Florida lawmakers left out of loop on automatic license plate readers

By William Patrick | Florida Watchdog

Shutterstock image

Shutterstock image SUSPECT: Privacy advocates say the widespread, indiscriminate use of automatic license readers by law enforcement treats every driver like a suspect.

TALLAHASSEE, Fla. — The U.S. Department of Justice and local law enforcement agencies have constructed a nationwide network of automated license plate readers to track motor vehicle movements on public roads.

The extent to which Florida drivers are monitored is unknown. But that doesn’t mean Florida drivers aren’t part of the national database storing hundreds of millions of ALPR records.

Getting answers hasn’t been easy.

State lawmakers have authority over local law enforcement, but they’ve been left out of the loop, said Rep. Ray Rodrigues, R-Fort Myers.

“My concern is we may have municipalities (in Florida) who are using this equipment to build databases of tracking the movements of unsuspecting citizens who are just going about their daily business,” Rodrigues told Watchdog.

“I don’t believe that’s the proper role of government,” he added.

According to a recent Wall Street Journal investigation, which relies heavily on American Civil Liberties Union freedom of information requests, the U.S. Drug Enforcement Agency has been leading the vehicle surveillance effort for years in an effort to combat drug trafficking.

Privacy advocates are up in arms over the government’s widespread, indiscriminate collection of data, and its ability to now track vehicle movements on highways in real time.

The ACLU has obtained more than 26,000 documents from 600 police departments and sheriffs’ offices nationwide regarding ALPRs since 2012. Thirteen Freedom of Information Act responses from Florida agencies are posted on its website.

“The main function of the (ALPR) system is to identify the status of vehicles parked, idling or traveling on roadways through license plate images captured on video,” states a federal funding request from the Boca Raton Police Department.

The request was approved in 2012, and lasts through May 14, according to the document.

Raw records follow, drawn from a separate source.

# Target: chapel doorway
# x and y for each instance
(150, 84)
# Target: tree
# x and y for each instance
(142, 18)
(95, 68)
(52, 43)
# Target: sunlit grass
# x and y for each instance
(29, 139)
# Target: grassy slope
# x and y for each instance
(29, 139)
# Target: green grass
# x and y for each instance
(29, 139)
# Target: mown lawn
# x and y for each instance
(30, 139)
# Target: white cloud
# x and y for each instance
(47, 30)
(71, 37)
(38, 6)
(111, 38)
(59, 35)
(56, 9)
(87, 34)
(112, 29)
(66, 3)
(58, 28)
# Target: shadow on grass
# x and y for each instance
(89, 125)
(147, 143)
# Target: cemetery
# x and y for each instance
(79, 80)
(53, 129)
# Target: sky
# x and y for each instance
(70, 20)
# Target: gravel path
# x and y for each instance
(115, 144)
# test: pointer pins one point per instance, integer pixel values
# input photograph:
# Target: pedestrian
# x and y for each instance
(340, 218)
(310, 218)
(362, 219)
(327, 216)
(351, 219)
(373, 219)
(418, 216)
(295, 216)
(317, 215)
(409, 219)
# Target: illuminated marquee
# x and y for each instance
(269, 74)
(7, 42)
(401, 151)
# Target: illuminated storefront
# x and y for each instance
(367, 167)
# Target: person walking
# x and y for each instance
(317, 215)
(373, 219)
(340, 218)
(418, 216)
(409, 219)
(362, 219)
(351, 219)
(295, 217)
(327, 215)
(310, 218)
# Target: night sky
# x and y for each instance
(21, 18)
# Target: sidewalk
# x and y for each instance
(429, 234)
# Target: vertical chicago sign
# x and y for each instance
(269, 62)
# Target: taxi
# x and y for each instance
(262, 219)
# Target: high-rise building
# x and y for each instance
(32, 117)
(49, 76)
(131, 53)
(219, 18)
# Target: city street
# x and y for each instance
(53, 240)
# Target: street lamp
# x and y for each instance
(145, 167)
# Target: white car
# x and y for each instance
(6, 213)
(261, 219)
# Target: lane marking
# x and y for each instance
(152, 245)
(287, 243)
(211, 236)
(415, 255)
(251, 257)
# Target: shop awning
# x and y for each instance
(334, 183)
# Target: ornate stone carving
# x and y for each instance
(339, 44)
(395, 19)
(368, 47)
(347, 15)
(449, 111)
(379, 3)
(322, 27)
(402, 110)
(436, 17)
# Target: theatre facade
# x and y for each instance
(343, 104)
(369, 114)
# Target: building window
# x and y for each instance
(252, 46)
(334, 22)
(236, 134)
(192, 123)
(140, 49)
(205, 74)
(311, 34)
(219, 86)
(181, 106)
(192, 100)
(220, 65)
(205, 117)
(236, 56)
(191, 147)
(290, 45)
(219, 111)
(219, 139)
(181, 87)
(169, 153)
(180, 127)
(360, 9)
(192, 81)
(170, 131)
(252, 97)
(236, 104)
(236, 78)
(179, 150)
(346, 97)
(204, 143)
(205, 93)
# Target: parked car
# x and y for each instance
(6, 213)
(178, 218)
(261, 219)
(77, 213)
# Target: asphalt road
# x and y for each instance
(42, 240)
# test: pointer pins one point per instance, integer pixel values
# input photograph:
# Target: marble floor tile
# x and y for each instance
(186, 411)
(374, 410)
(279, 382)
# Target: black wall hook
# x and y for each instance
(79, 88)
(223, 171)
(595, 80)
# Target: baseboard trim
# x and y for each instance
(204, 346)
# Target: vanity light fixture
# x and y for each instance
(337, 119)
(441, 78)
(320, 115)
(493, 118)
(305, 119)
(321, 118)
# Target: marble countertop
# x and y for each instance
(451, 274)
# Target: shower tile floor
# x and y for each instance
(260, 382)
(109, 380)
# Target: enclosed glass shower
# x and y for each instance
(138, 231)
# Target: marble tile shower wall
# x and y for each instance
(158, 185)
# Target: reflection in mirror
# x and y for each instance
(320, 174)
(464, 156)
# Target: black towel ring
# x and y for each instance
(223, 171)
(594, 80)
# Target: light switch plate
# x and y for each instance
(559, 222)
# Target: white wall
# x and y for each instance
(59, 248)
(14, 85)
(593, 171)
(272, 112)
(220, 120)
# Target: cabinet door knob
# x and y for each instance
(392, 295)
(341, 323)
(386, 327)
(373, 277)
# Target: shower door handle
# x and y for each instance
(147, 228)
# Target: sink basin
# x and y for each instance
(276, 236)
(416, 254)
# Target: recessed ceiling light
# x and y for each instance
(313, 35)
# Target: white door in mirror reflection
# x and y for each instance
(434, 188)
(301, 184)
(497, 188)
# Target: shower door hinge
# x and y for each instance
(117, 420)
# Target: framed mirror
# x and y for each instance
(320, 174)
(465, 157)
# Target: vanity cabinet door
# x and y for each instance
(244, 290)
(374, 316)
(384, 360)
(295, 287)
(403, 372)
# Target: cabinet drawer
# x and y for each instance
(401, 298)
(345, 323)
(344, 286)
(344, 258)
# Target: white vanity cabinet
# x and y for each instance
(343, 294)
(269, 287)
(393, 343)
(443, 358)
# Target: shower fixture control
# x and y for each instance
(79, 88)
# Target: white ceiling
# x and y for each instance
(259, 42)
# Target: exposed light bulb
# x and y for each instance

A response from Miami Dade Police Department includes a project overview by the city of Doral in which local officials solicited ALPR vendors to monitor “17 points of entry and exits to the city.”

Documents further show MDPD paid for a three-year license subscription for four readers in July 2012.

But it’s unlikely these public records amount to a clear picture of ALPR usage throughout the state, as much of the program remains shrouded in secrecy.

“My fear is that based upon what we’ve seen with other surveillance technology, we don’t know what equipment is being deployed,” Rodrigues said.

Florida law enforcement agencies have been caught using Stingrays without the knowledge of state lawmakers or the general public. Stingrays are portable devices that trick cell phones into connecting with them as if they’re normal cell phone towers.

Federal grants have been used to purchase Stingrays from defense contractors who then require non-disclosure agreements. Information about Stingray usage in Florida became known only when a purchase order was inadvertently posted on a local government website.

Last week, Rodrigues unveiled a plan to end ALPR overreach in the state.

Rather than wait on Congress to act, or the DEA to limit its own powers, the Fort Myers Republican filed a bill, HB571, which prohibits Florida law enforcement from tracking vehicles without a warrant or without probable cause to investigate a crime.

The state-level initiative does not have authority to impede the federal government from accessing its own database, but the bill still cuts the DOJ off at the knees.

“The feds can’t access data that doesn’t exist,” Michael Boldin, executive director of the Tenth Amendment Center, told Watchdog.

License plate readers supply vehicle information to a vast web of local law enforcement databases across the country. In turn, those databases tie into a national system overseen by the DOJ.

“If a state isn’t going to share any data, that’s going to significantly cripple the federal government,” said Boldin. “We’re talking about a free-for-all right now, this would lead to a reduction of 80 percent to 90 percent.”

Rodrigues’s plan would further require license plate data to be destroyed within two weeks to one month after it was recorded, unless there’s actual evidence of a crime. Any information obtained outside those parameters would not be admissible in court.

Call it a states’ rights solution to a federal-local law enforcement compact.

Rodrigues said he worked on the privacy measure with the libertarian Cato Institute and the ACLU.

“What I see from the general public, regardless of what type of audience I’m in front of, is support for this,” Rodrigues said. “We’ll find out where the special interests lie once the bill gets its first hearing.”

The House Speaker’s office will assign the bill to several committees this week.